I’m still buried in translating a presentation into Spanish for Monday and finishing another in English for Wednesday, but here’s a small thought to tide folks over, a thought that came to me shortly before my presentation at Access.
At the data-curation workshops I’ve been to, it has been axiomatic that “we can’t afford to keep it all.” Some fairly sophisticated judgment rubrics have been worked up, often based on the same kinds of judgment calls that special-collections librarians and archivists make when presented with collection opportunities. Is this dataset unique, or could it be recreated? Is it well-described? Is it in good shape? What is its importance to its field? Et cetera.
There’s a problem with this mode of decision-making. It’s a human problem. It’s a problem that is endemic in the institutional-repository context, which is where I became acquainted with it.
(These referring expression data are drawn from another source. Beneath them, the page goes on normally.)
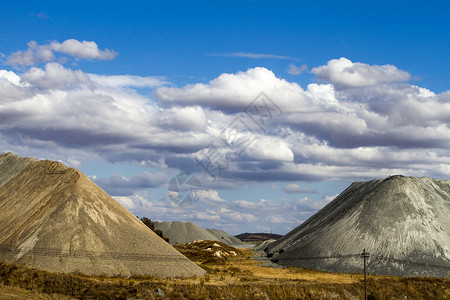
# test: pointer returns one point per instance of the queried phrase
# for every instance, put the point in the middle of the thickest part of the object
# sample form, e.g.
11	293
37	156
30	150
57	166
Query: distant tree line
151	225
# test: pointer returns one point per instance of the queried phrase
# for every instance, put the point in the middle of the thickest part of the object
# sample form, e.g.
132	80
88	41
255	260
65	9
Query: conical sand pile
402	222
53	217
185	232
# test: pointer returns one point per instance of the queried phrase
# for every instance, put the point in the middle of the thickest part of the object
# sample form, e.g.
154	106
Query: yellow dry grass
229	277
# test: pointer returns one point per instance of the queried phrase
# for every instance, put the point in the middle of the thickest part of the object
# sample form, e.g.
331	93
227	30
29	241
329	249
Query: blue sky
132	93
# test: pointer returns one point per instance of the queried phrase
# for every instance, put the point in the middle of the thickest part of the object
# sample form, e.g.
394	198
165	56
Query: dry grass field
232	274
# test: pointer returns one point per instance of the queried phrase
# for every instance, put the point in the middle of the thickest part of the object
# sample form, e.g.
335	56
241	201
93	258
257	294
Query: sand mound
264	245
185	232
403	222
54	218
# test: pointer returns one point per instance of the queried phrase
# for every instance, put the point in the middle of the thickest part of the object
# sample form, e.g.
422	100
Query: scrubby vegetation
229	277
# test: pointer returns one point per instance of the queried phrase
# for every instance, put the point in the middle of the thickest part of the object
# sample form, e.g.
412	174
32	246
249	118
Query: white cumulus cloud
345	73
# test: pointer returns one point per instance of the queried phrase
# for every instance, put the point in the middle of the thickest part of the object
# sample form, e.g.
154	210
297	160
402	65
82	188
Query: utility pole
365	255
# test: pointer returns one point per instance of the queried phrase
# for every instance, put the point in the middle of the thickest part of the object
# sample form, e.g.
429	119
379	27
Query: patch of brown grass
237	277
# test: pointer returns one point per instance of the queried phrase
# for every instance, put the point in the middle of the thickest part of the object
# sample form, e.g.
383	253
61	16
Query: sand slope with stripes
54	218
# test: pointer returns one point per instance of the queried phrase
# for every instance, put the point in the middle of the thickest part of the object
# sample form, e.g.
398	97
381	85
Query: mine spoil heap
402	222
54	218
185	232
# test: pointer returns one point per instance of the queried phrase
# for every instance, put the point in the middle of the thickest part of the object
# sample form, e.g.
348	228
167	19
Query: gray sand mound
185	232
264	245
402	222
54	218
11	166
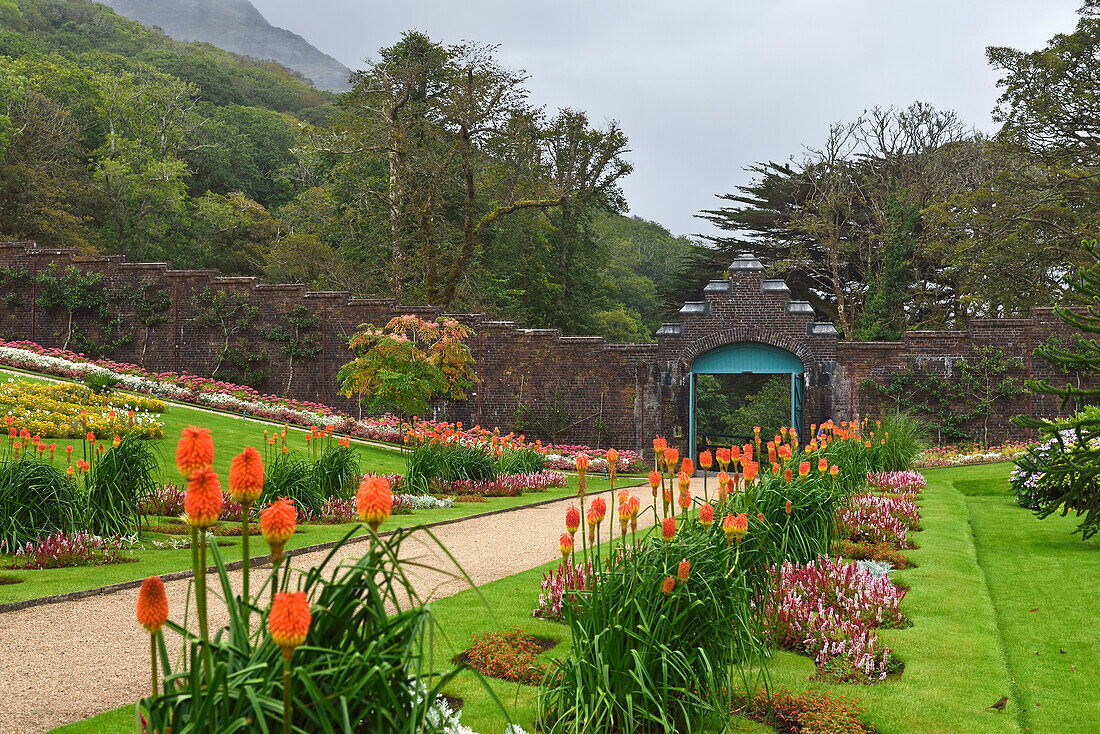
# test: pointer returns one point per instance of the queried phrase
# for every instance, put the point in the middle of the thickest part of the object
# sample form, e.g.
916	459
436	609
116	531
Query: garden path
70	660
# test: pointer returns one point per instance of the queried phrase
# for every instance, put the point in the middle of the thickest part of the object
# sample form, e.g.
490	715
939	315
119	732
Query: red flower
202	501
246	475
277	523
194	451
152	604
669	528
288	621
374	501
565	544
572	518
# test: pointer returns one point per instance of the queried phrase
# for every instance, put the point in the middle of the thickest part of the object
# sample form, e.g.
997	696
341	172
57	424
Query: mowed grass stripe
1042	578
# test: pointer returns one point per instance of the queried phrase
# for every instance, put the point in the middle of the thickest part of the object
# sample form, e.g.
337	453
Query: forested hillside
433	181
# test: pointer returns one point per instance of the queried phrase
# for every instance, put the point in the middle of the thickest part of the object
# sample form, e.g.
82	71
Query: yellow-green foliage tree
403	365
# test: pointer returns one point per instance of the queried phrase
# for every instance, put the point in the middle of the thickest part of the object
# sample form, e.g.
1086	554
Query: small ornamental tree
1069	477
400	367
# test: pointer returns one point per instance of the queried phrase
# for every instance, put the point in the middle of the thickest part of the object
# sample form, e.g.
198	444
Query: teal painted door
751	358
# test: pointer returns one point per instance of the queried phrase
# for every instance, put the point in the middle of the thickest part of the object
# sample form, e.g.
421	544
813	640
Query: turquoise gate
743	358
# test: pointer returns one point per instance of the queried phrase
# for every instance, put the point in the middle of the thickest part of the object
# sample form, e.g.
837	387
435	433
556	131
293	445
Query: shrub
508	656
118	483
36	500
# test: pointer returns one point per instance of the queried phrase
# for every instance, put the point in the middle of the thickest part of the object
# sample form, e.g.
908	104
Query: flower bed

The problem is perhaps best illustrated with a parable; I’ll borrow Achaea University from Caveat Lector. Dr. Helen Troia comes to data archivist Ulysses Acqua with a pile of helter-skelter basketology data. Ulysses scrutinizes the dataset (with the help of basketology liaison Menelaus Fox), assesses its value honestly, and decides it just doesn’t make the cut. He tells Dr. Troia so, stating his reasons in a professionally courteous fashion.
Will Dr. Troia come back to Ulysses five years later, when she’s created the dataset that will revolutionize basketology forever? Not terribly likely, I’d say.
There are people behind every dataset, people who care deeply about their work. Rejecting their data is tantamount to rejecting their work, rejecting them as researchers. While such rejection may still be necessary, it should not be done lightly?it is an act with far-reaching political repercussions.
What, for example, will Dr. Troia tell her departmental colleague Dr. Andromache Memnon about Ulysses and the data service? What happens to the Basketology department’s data should Dr. Troia become department chair?
Uncomfortable questions, but ones to take into account when designing and publicizing criteria for what data-curation services accept.